Apostaría y mucho, a que ¾ partes de la gente que pasa, va a algún sitio al que ya han afirmado ir todo y que no les apetezca.

La lluvia moja las calles de Barcelona y Sants Estació parece más gris de lo normal. Moja la cabeza de la gente intentando limpiar tanta gilipollez acumulada.

Ellos, intentando evitarlo, se tapan con ridículos paraguas. Y yo, sin más, me siento en una pared de la estación a esperar a dos personas ansiosas de pillar marihuana.

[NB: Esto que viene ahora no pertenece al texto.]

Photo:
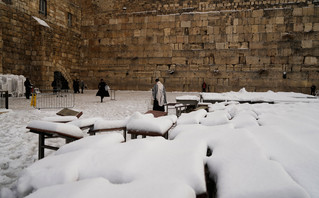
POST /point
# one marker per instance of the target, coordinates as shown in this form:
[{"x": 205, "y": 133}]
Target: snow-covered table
[{"x": 47, "y": 129}]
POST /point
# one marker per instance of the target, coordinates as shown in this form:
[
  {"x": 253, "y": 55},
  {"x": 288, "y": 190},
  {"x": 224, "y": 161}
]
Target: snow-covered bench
[
  {"x": 149, "y": 125},
  {"x": 109, "y": 125},
  {"x": 69, "y": 112},
  {"x": 47, "y": 129}
]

Aquí todo el mundo está estropeado.

Algunos nos escapamos de la escuela –asquerosa rutina- para poder proporcionarle al cuerpo un poco de ánimo, otros recurren a su cuidad para visitar a sus fieles amigos los camelos, otros andan corriendo a trabajar para poder comer algo al llegar a casa y ya de paso, para darle una pequeña propina al estado.

Dos chicos observan extrañados, confundidos, a una desconocida chica que corre desesperada hacia el autobús intentando obedecer a las estúpidas manillas del desesperante reloj.

La ciudad está contaminada, la tontería se evapora, causando una enfermiza niebla que tapa el precioso azul del cielo.

Tengo a un hombre bastante joven sentado a dos metros de mi, mirándome curioso para saber que hago, sola, acurrucada, con un bolígrafo y un papel en blanco.

Y tranquilamente, observo lo afortunadas que son las palomas (vulgarmente dichas ratas voladoras)…

Ellas disfrutan cada día de uno de mis más grandes sueños (e imposibles), volar.

Se me acercan temerosas de que de una patada las mande a china a hacer turismo, y yo, divertida, admiro su valentía, acercarse a un humano es algo admirable.